[Guest Post] Eine neue Musikfestivalbesucher-Typologie in der Erlebnisgesellschaft
Ich bedanke mich bei Karin, die es mir ermöglicht meine 2012 erschienene Diplomarbeit auf Kulturemarketing.de vorstellen zu können. Ich habe sie im Rahmen meines Master of Science im Internationalen Marketing an der ESC Rennes School of Business absolviert und glaube, dass die hervorgehobenen Resultate der Studie Einblicke in eine neue Art von Marketing für Festivals und musikalische Events anstossen könnten.

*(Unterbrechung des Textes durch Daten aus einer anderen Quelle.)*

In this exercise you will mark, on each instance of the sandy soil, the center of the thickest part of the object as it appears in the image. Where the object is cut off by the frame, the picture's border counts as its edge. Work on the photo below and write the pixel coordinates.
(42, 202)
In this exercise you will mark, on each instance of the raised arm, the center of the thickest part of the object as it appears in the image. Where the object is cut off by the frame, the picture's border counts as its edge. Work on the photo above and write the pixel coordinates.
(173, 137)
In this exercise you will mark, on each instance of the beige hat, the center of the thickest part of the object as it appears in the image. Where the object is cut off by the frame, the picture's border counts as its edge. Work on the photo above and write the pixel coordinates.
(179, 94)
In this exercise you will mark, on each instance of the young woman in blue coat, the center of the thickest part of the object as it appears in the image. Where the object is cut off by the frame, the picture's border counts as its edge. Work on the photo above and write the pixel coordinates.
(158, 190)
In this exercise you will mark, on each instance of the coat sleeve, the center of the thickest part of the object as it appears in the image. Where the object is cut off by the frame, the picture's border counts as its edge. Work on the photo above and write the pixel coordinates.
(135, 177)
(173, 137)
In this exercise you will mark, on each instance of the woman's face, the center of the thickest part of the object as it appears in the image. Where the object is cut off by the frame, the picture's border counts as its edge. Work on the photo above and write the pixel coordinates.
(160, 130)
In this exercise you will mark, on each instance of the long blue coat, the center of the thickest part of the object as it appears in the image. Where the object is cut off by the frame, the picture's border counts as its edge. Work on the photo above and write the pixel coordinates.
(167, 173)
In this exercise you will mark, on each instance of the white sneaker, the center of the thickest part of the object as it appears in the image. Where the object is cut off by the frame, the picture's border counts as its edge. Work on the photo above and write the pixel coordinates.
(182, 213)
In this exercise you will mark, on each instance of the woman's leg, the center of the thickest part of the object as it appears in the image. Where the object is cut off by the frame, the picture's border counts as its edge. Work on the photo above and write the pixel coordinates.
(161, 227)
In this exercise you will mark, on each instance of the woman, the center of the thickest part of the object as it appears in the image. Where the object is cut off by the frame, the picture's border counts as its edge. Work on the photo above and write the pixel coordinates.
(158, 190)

Das Internet und die Musik- bzw. Event-branche
Das Internet hat bekanntlich in vielerlei Hinsicht einiges verändert. Als Musikfreak war ich schon jahrelang an den verschiedenen Auswirkungen dieser Revolution auf die Musikbranche interessiert. Illegale downloads, peer-to-peer und Streaming Services (Deezer, Spotify, Napster usw.) wurden regelmässig thematisiert und sollen massgeblich an den schrumpfenden Umsatzzahlen schuld sein. Die Musikindustrie ist kaputt. Zumindest wurde dies von vielen behauptet. Dennoch wurde nie zuvor so viel Musik gehört wie heutzutage. Wie kann dieses Paradox bestehen?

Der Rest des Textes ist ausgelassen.